How to evaluate this particular improper intergral I am studying for upcoming exams and I am wondering how I would evaluate this question? (I have used a calculator and gotten an answer of 0.43, this answer is acceptable for me but I do not know how to get to there manually) 
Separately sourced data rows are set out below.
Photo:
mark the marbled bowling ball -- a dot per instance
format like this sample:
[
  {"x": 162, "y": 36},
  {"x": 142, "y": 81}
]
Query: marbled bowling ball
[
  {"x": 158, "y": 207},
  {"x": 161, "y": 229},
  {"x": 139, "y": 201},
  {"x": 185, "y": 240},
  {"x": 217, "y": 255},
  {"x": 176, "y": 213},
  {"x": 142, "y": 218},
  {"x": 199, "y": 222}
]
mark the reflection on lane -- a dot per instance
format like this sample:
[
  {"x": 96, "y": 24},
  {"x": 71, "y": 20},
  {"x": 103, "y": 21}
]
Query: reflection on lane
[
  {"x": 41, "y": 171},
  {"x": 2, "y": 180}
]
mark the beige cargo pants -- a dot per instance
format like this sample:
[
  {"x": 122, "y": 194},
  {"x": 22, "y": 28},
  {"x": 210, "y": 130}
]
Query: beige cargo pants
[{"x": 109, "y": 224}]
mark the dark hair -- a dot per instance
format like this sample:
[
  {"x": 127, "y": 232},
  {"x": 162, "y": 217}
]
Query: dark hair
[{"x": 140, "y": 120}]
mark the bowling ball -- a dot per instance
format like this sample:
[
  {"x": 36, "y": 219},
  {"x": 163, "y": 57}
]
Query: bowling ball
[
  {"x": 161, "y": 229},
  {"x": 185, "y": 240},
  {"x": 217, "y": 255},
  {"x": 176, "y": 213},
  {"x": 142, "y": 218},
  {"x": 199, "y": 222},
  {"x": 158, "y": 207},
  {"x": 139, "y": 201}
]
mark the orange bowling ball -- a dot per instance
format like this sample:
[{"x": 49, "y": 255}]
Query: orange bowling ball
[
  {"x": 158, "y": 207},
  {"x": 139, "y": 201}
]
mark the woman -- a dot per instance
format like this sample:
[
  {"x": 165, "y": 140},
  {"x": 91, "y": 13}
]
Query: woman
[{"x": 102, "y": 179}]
$$\int_1^\infty\dfrac{18}{8x(x+1)^2}\,dx$$
Thanks!
 A: Hint. You may use a partial fraction decomposition to get
$$
\dfrac{18}{8x(x+1)^2}=\frac{9}{4x}-\frac{9}{4 (1+x)}-\frac{9}{4 (1+x)^2}
$$ then integrate each term on the finite interval $[1,M]$ ($M\geq1$)
$$
\int_1^M\dfrac{18}{8x(x+1)^2}dx=\int_1^M\frac{9}{4x}dx-\int_1^M\frac{9}{4 (1+x)}dx-\int_1^M\frac{9}{4 (1+x)^2}dx
$$ then let $M \to +\infty$.
You will find 

$$ \int_1^{\infty}\dfrac{18}{8x(x+1)^2}dx=\frac{9 \ln 2}{4}-\frac{9}{8}=\color{blue}{0.434581156259\cdots}.$$

A: The canonical way is to perform partial fraction decomposition. For this particular integrand, one trick that is useful is
$$\frac{1}{x(x+a)} = \frac{1}{a}\left(\frac{1}{x} - \frac{1}{x+a}\right)$$
With this, you can basically read off the partial fraction decomposition of the integrand as:
$$\frac{1}{x(x+1)^2} = \left(\frac{1}{x} - \frac{1}{x+1}\right)\frac{1}{x+1} = 
\frac{1}{x(x+1)} - \frac{1}{(x+1)^2} = \frac{1}{x} - \frac{1}{x+1} - \frac{1}{(x+1)^2}$$
So the integral becomes
$$\frac94 \int_1^\infty \frac{dx}{x(x+1)^2}
= \frac94 \lim_{\Lambda\to\infty}\int_1^\Lambda \frac{dx}{x(x+1)^2}
= \frac94 \lim_{\Lambda\to\infty} \left[ \log\frac{x}{x+1} + \frac{1}{1+x}\right]_1^\Lambda
= \frac94 \left( \left(\log 1 + \frac{1}{\infty} \right) - \left(\log\frac12 + \frac12\right)\right)
= \frac98\left(2\log 2 - 1\right)
$$
A: Transform the integral to the interval $[0,\infty]$ and use the residue theorem, i.e.,
$$\int_0^{\infty} \frac{dx}{(x+1)(x+2)^2} $$
Then consider the integral 
$$\oint_C dz \frac{\log{z}}{(z+1)(z+2)^2}$$
where $C$ is a keyhole contour of outer radius $R$ and inner radius $\epsilon$ about the positive real axis.  Note that we define the branch of the log by confining $\arg{z} \in [0,2 \pi)$.  
As $R \to \infty$ and $\epsilon \to 0$, the contour integral approaches
$$-i 2 \pi \int_0^{\infty} \frac{dx}{(x+1)(x+2)^2} $$
and, by the residue theorem, the contour integral is equal to $i 2 \pi$ times the sum of the residues at the poles $z=e^{i \pi}$ and $z=2 e^{i \pi}$, or
$$i 2 \pi \left (\frac{i \pi}{(2-1)^2} + \frac1{(-2)(-2+1)} - \frac{\log{2}+i \pi}{(-2+1)^2}\right ) = i 2 \pi \left (\frac12 - \log{2} \right )$$
Thus,
$$\frac{9}{4} \int_0^{\infty} \frac{dx}{(x+1)(x+2)^2} = \frac{9}{8} (2 \log{2}-1)$$